Figure S1 Proteomics: Quality Control (QC), Orthology, Enrichments, and Viral Proteins, Related to Figure 1
(A) Principal component analysis computed on intensities summarized by MSstats at the level of phosphorylation site groups within (from left to right) all runs, with one outlier run removed, and with two outlier runs removed. Outlier runs are labeled 00Hr.2 and 02.Hr.2. (B) Principal components analysis computed on protein intensities as summarized by MSstats (from left to right) within all runs, with one outlier run removed, and with two outlier runs removed. Outlier runs are both labeled 00Hr.2; one is mock and the other is infected. (C) Coefficient of variance boxplot for each condition. Black lines depict the median and their values are indicated above each boxplot. (D) Mapping detected and quantifiable proteins and phosphorylation sites from the green monkey (Chlorocebus sabaeus) protein sequences to human genes. Proteins and sites were considered quantifiable if MSstats computed a non-infinite fold change for any time point or if an infinite log2 fold change passes criteria for inclusion in any time point. (E) Intensities of viral proteins as summarized over all peptide ion fragments by MSstats, averaged across replicates. The MSstats summarization is based on the median intensity of all fragments after data pre-processing (STAR Methods). (F) Gene Ontology enrichment analysis for proteins significantly regulated in terms of abundance upon infection, separated by time point and direction of phosphorylation regulation. All terms with significant over-representation (adjusted p value < 0.01) in the regulated gene set are kept, and redundant terms are removed (see STAR Methods). Numbers in cells indicate the number of genes that match the term for a given time point and direction. (G) Gene Ontology enrichment analysis for significantly phosphorylated proteins upon infection, separated by time point and direction of protein regulation. Details same as for (F).

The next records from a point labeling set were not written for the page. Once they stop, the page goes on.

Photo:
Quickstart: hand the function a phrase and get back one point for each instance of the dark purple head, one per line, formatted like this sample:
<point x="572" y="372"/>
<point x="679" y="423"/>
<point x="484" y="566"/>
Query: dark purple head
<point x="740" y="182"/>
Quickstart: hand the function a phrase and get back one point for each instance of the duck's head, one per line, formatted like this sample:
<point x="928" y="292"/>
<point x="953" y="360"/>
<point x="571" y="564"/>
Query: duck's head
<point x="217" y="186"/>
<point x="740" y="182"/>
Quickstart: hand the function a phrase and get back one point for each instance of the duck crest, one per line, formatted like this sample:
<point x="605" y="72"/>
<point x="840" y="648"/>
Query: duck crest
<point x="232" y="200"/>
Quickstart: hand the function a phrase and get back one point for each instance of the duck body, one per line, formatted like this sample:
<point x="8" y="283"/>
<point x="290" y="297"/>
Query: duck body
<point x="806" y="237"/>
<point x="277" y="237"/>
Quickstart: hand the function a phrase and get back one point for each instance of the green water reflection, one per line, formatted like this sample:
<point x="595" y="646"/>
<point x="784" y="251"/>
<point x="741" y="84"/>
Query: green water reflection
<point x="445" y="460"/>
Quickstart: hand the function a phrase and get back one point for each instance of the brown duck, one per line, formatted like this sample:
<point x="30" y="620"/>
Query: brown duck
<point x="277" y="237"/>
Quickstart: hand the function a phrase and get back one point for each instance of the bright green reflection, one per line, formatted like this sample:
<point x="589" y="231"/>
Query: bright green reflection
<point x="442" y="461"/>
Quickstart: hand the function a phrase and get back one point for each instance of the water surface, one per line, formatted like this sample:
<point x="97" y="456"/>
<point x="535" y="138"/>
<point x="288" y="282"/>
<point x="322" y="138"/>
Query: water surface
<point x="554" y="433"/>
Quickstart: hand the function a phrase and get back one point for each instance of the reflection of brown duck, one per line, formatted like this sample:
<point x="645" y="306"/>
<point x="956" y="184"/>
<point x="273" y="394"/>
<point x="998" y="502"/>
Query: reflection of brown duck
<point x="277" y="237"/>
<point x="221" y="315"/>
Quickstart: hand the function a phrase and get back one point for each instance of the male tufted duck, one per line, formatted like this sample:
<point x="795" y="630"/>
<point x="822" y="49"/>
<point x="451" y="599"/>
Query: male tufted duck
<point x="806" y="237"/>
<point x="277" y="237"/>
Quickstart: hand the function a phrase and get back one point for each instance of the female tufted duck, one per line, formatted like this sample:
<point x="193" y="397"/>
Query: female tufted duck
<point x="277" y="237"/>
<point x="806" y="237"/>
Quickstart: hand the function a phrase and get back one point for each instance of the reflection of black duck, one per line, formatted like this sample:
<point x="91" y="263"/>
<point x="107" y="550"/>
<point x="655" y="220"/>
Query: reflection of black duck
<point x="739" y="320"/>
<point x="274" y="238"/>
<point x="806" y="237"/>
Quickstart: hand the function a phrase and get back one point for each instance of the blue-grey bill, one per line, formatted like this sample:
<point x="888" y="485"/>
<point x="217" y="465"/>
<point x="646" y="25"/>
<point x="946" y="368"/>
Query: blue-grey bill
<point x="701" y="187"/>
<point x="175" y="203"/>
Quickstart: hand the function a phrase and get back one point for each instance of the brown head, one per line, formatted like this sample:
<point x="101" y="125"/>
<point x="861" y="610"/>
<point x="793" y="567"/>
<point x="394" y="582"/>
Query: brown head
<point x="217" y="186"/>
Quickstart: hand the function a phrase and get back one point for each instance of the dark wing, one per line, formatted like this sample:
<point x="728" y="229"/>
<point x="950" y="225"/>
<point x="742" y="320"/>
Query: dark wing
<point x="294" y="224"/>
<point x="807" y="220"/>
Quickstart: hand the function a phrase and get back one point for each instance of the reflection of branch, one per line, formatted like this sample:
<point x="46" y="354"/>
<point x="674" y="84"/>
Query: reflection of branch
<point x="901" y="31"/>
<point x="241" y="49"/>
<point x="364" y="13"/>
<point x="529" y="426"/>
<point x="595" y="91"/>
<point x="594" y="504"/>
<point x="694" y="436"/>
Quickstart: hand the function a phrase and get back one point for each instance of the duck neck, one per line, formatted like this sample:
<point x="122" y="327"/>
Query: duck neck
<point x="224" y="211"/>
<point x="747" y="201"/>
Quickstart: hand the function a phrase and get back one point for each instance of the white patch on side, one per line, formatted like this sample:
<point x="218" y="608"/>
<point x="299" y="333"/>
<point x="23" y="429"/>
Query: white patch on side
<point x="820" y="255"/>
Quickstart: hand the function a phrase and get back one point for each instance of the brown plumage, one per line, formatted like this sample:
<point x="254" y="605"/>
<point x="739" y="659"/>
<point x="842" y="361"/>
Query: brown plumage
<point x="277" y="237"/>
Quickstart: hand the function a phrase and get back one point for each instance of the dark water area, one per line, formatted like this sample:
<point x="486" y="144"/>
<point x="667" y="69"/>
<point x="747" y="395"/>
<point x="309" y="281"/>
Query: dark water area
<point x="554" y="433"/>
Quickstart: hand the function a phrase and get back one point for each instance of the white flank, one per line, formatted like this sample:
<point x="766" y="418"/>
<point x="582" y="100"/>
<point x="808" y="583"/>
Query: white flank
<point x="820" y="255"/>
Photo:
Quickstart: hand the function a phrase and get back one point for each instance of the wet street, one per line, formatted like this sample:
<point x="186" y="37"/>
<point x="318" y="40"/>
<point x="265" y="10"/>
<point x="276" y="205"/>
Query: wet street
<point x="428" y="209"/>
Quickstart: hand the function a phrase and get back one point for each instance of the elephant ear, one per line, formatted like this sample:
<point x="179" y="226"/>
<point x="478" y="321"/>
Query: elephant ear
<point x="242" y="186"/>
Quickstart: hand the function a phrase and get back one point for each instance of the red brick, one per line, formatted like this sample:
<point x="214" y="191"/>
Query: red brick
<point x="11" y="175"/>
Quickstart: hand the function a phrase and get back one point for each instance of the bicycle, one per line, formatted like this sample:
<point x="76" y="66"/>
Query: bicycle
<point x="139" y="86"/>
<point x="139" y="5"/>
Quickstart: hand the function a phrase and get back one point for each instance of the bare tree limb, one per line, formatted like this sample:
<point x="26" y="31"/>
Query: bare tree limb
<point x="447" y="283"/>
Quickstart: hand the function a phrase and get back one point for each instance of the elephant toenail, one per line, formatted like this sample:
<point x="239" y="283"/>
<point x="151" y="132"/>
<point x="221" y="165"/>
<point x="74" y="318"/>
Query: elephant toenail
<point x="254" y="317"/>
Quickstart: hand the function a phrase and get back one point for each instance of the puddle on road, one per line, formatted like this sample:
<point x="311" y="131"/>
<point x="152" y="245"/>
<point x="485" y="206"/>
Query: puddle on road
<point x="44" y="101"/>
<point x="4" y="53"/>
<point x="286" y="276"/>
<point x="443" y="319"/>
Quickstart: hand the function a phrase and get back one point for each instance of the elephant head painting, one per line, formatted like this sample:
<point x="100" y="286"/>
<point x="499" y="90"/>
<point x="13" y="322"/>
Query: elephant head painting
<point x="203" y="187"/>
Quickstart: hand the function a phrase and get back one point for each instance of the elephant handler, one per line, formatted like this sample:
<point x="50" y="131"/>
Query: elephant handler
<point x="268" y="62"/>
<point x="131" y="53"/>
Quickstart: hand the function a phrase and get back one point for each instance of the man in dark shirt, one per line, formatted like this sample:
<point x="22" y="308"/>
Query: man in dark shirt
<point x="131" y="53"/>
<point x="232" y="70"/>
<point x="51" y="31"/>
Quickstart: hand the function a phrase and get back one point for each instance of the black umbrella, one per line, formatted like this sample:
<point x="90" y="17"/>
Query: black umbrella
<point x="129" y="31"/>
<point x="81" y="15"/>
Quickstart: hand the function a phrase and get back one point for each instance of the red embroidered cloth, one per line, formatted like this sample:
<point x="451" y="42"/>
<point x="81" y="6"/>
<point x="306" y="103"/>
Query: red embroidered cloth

As expected, an increase was observed in the number of significantly regulated phosphorylation sites and proteins over the infection time course, with the majority of regulation occurring at the level of phosphorylation (Figures 1E and 1F) as opposed to protein abundance (Figures 1G and 1H). Of the few proteins that significantly increased in abundance upon infection, the vast majority were SARS-CoV-2 viral proteins (Figure 1H). In contrast, the majority of host proteins decreased in abundance. This finding is consistent with mechanisms of host mRNA nuclear export and/or host mRNA translation inhibition, which are common in viral infections (Kuss et al., 2013; Walsh and Mohr 2011). Gene Ontology enrichment analysis of significantly downregulated proteins revealed several terms related to platelet regulation (Figures 1I and S1F). Several downregulated host proteins are known to be involved in platelet regulation, thrombosis, and prevention of blood coagulation, including APOH, CD9, TSPAN14, AHSG, SERPINA1, and A2M (Mather et al., 2016; Mangin et al., 2009; Taggart et al., 2000). The downregulation of these proteins suggests that they may mechanistically contribute to symptoms of blood coagulation and stroke in COVID-19 patients (Han et al., 2020).
Lastly, the contribution of protein abundance to phosphorylation level changes was evaluated. For nearly all cases of a significantly changed phosphorylation site, no corresponding significant change in protein abundance was observed (Figure 1J), further suggesting that phosphorylation signaling represents a primary host response over this time course of infection as opposed to transcriptional regulation, which would influence protein abundance.